Pasaron dos años de sufrimiento y persecución por la enfermedad de mi hermano. El 25 de febrero, en una noche muy fría, mi madre, como solía hacer antes de acostarse, se arrodilló junto a la cama para orar. Llena de aflicción y cansada de ser insultada por la enfermedad de Gino, que incluso su madre (mi abuela) atribuía a su nueva fe en Dios, oró y le dijo al Señor que esa noche pelearía con Él si no le respondía. Lloró en oración y pidió a Dios que le concediera la gracia de curar al niño. Después de llorar durante mucho tiempo, se acostó y, mientras estaba en un estado de semisueño, escuchó una voz dulce y hermosa que la llamaba diciendo: “María, levántate e invoca mi nombre, y yo te concederé la gracia.” Ella obedeció y se levantó, a pesar de que hacía mucho frío: su corazón estaba lleno del calor del Espíritu Santo; se arrodilló ante la cuna del niño y comenzó a orar al Señor con todo su corazón. Lo invocó diciendo: “Señor, Tú conoces mi nombre, estoy segura de que Tú me has llamado y me has dicho que invoque Tu nombre y que me concederás la gracia... ¡Te lo ruego, Señor! Opera esta noche, date a conocer a los que no te conocen. ¡Tú eres el Dios Verdadero, Vivo y Verdadero, el Rey de Reyes, el Doctor de Doctores, obra como Tú quieras, sácame de este calvario, Señor, te lo ruego. Devuélveme a mi hijo, haz que vuelva a ser como antes, ¡o llévatelo contigo!”
Mientras oraba y lloraba, mi padre le dijo: “¡Pero quieres dejar de hacerlo! ¿Todavía no te has cansado de rezarle al diablo?”
Ella, sin embargo, en lugar de detenerse, imploró el nombre tres veces Santo del Señor con más fuerza; y mientras oraba, escuchó un ruido proveniente de la cuna del niño: era un ruido similar al de un trozo de madera que se rompe, seguido inmediatamente por un fuerte grito de dolor del niño. Mi madre, con los ojos aún cerrados en oración, daba gracias al Señor. Estaba segura y convencida de que Dios había obrado. Se levantó y se asomó a la cuna, donde vio al niño perfectamente sano, como estaba antes de la enfermedad. Con gran alegría lo tomó, fue donde mi padre y le dijo: “¡Mira qué gran milagro ha hecho el Señor esta noche!” Mi padre quedó tan asombrado que durante más de una hora no pudo hablar. ¡Gloria al nombre de nuestro gran Dios!
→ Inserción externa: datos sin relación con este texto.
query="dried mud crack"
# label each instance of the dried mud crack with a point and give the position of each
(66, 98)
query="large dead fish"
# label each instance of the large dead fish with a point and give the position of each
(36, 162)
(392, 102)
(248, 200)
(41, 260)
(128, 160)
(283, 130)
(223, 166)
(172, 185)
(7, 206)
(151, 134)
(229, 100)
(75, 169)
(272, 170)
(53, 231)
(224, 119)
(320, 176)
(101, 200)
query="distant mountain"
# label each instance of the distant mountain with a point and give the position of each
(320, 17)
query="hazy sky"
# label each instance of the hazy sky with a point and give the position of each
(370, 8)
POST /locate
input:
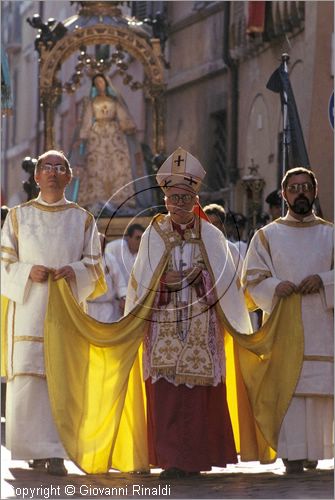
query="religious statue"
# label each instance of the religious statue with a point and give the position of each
(107, 144)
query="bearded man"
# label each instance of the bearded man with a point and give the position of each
(294, 255)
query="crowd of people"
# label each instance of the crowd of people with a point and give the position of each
(203, 281)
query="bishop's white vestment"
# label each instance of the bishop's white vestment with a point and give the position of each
(52, 235)
(288, 249)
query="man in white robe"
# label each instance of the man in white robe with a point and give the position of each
(124, 252)
(45, 238)
(294, 254)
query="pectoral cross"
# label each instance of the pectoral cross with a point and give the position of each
(181, 305)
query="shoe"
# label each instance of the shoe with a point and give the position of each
(310, 464)
(37, 463)
(175, 473)
(293, 466)
(55, 467)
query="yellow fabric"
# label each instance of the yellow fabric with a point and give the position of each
(265, 367)
(99, 408)
(4, 310)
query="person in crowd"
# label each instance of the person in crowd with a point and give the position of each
(217, 215)
(47, 238)
(274, 200)
(294, 255)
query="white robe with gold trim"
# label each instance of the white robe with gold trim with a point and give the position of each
(52, 235)
(291, 250)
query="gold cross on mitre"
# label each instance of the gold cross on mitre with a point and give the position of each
(181, 168)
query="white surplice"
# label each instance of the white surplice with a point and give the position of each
(52, 235)
(288, 249)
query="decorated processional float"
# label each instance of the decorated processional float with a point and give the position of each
(103, 71)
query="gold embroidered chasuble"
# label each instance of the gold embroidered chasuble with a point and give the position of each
(96, 384)
(180, 341)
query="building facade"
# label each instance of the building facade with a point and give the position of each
(218, 57)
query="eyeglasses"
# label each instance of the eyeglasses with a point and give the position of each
(48, 168)
(305, 187)
(176, 198)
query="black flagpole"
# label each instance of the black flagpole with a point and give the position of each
(285, 59)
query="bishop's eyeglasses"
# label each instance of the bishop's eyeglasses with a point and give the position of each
(48, 168)
(176, 198)
(305, 187)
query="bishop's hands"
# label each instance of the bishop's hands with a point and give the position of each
(40, 274)
(311, 284)
(176, 280)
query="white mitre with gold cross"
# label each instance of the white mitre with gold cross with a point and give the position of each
(181, 169)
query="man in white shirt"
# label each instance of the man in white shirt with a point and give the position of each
(294, 255)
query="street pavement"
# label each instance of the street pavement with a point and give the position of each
(243, 480)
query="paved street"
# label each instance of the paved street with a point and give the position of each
(244, 480)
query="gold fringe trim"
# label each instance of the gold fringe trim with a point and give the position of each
(54, 208)
(261, 272)
(255, 281)
(13, 217)
(194, 380)
(89, 220)
(27, 338)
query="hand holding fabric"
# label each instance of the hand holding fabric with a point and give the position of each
(311, 284)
Luego, mi madre envolvió al niño en una manta y salió afuera; comenzó a golpear las puertas de todo el vecindario, gritando: “¡Abran! ¡Vean qué gran milagro ha hecho el Señor!” La gente, antes de abrir, decía: “Pobre María: desde que su hijo se enfermó, ¡se ha vuelto completamente loca!”
Sin embargo, llevados por la curiosidad, los vecinos abrían la puerta y se daban cuenta de que, de verdad, ese Jesús a quien tantas veces habían ridiculizado había obrado un gran milagro esa noche. ¡Gloria a Dios, porque Él es el Dios Vivo y Verdadero!
Esa noche, mi madre hizo un voto al Señor, diciendo: “De ahora en adelante, cualquier enfermedad que golpee mi cuerpo, Tú serás mi Doctor y mi medicina.”
Aquel día, no solo Dios curó al niño, sino que también salvó de la enfermedad del pecado a mi padre y a casi toda la familia materna y paterna. El Señor también salvó a muchas personas del vecindario, y por Su gracia, la conversión de las almas no se detuvo allí, sino que continuó durante mucho tiempo. Así como el Señor obraba a través de los apóstoles cuanto más eran perseguidos (Hechos 19:20), también mi madre se fortalecía en la fe cuanto más era ofendida y ultrajada. Toda la gloria por esto va a Dios, que en esas circunstancias tan adversas salvaba y bautizaba las almas con el Espíritu Santo.